Haberler

"İnsan Hakları Eylem Planı'nın inandırıcılık sorunu var; temel sorunlar çözülmedikçe kozmetik kalır"

Rıza Türmen, Fikret Bila ve Gökçer Tahincioğlu yorumladı

02 Mart 2021 17:19

Cumhurbaşkanı Erdoğan, 9 amaç, 50 hedef, 393 faaliyet başlığında ‘İnsan Hakları Eylem Planı’nı açıkladı. Erdoğan’ın açıkladığı ‘Eylem Planı’nı değerlendiren eski AİHM Yargıcı Rıza Türmen, Türkiye’de halihazırda yaşananların ve AKP ile MHP’nin söylemlerinin, açıklanan planı inandırıcı kılmadığını söyledi.

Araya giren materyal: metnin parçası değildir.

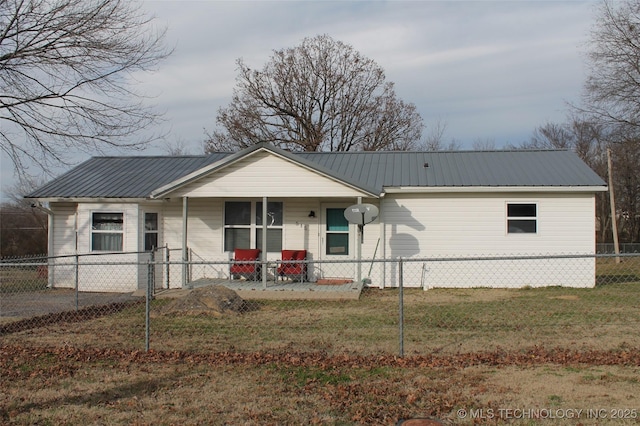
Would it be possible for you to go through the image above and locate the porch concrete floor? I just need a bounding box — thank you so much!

‘İnsan Hakları Eylem Planı’ için “İktidarın uygulamalarının tekzibi gibi duruyor” yorumunu yapan T24 yazarı Fikret Bila ise iktidarın güncel sorunları çözme kapasitesini yitirdiğini,  bu nedenle niyete ve temenniye dayalı bir projeye yöneldiğini dile getirdi.

Fikret Bila yeni anayasa ve planın 2023'e hazırlık olduğunu belirtti.  

Eski AİHM Yargıcı Rıza Türmen, T24 yazarı Fikret Bila ve T24 Ankara temsilcisi Gökçer Tahincioğlu, Cumhurbaşkanı ve AKP Genel Başkanı Recep Tayyip Erdoğan’ın açıkladığı İnsan Hakları Eylem Planı'nı yorumladı. 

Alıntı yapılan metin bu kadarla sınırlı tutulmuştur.